Two modest water management proposals
The South Dakota Water Management Board (WMB) was created in 1955. The legislature gave authority to the Board with supervision of the waters of the state, including measurement, appropriation, and use (or abuse) of waters. The WMB consists of seven members appointed by governor.
I argue that the exercise of good water management choices is missing in South Dakota. The reader will recognize I have tried to ‘tack’ the ship of state in this direction before. I do not challenge the good faith of the WMB whose members consist of volunteer citizens with the legal authority to decide who should receive – and who should be denied – a permit or license to appropriate the public waters of the state. Nor do I challenge the WMB’s advisory agency which is the Department of Agriculture and Natural Resources. But I put on the table two unaddressed water management problems under which the WMB is given leadership with the assistance of the DANR.
Waters of the state (except those in Indian Country) are held in trust by the state government for the benefit of all the residents of the state, making members of the WMB legal trustees. Let’s call these public waters -because they are. WMB Board members are charged with protecting and managing public waters; both surface and groundwater.
On the first proposal, the Board should require a new permit applicant’s disclosure of past violations or bad acts. On the second issue the Board should require that large-quantity water-use applicants provide a hydrological report proving that the application and use permit, if granted, will not harm the recharge capacity of the aquifer, or of surface water stream which would be used by the applicant.
The first problem: Water use permit applications do not require disclosure of an applicant’s past bad acts or of an applicant’s business relationship with other operations that may have had violations of natural resources law or regulations. A properly drafted “bad actor” rule would allow the Board to deny permits to applicants with a record of law violations. This includes an applicant that had poor compliance with other agency directives or rules. The state enforces such a rule in another area of permitting known as concentrated feedlot operations. Under this law an applicant must disclose material information on their permit paperwork. Bad actors cannot hide when making a feedlot permit application. The WMB has no such rule for water permit applications. It should. The WMB has rulemaking authority to do this.
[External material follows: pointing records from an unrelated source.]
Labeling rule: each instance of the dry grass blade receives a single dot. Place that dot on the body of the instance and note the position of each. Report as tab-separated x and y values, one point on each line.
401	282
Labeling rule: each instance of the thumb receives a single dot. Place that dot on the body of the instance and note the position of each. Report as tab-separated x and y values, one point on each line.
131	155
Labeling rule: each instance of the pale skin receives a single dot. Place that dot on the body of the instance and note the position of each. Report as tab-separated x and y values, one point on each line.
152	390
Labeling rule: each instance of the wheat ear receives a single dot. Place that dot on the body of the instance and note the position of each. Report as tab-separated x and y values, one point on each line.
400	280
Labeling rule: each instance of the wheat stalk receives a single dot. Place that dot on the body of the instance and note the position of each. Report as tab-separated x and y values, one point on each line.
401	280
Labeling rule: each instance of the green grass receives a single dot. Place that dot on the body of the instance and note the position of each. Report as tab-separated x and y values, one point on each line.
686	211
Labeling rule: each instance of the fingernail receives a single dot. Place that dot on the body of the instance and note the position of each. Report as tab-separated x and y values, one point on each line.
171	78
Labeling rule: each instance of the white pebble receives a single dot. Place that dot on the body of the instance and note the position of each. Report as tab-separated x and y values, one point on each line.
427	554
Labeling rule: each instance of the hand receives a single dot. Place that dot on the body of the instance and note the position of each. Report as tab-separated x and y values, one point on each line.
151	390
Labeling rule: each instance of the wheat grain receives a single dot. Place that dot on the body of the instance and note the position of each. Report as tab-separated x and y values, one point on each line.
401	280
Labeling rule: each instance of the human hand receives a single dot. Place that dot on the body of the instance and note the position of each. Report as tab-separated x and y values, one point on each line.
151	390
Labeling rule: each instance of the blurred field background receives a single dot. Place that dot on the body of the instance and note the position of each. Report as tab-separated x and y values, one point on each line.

The second proposal is for a water recharge study. A particular South Dakota statute requires the WMB to determine that the average estimated withdrawal of groundwater by an applicant does not exceed the average estimated annual recharge of water in the aquifer to be used. A circuit court a few years ago ruled that using old data from existing state observation wells does not fulfill the requirements of the statute. In that case the court said that the statute “requires not only analyzing existing and historic drawdown and recharge to the aquifer, but also how the applicant’s [requested] drawdowns will affect the recharge to the aquifer.” The judge ruled that the WMB’s findings which show a draw of 720,000 gallons per day failed to consider what affect the use of 720,000 gallons per day would have on the particular aquifer. The court noted that a recharge study of the subject aquifer was not included in the application. The court reversed the approval of the permit given by the WMB.
And just this year the WMB approved a large-quantity groundwater permit without requiring a recharge study. My proposed study to be completed by an applicant would consider what effect the applicant’s use has on the aquifer. The approved applicant in a recent permitting matter would be able use up to 30,000 gallons per hour when pumping. In granting this relatively new permit the WMB relied on state observation wells and historical data without any report showing what the recharge would be on the identified water source. For a sustainable system the amount of water withdrawn from a particular aquifer should be balanced with the amount of water returned (recharged) by nature to that particular aquifer. The state’s existing water use policy which forbids the “mining” of the public’s water would be better served by requiring this specific water information. The requirement for a recharge study does not exist in the state’s current water code or in WMB rules.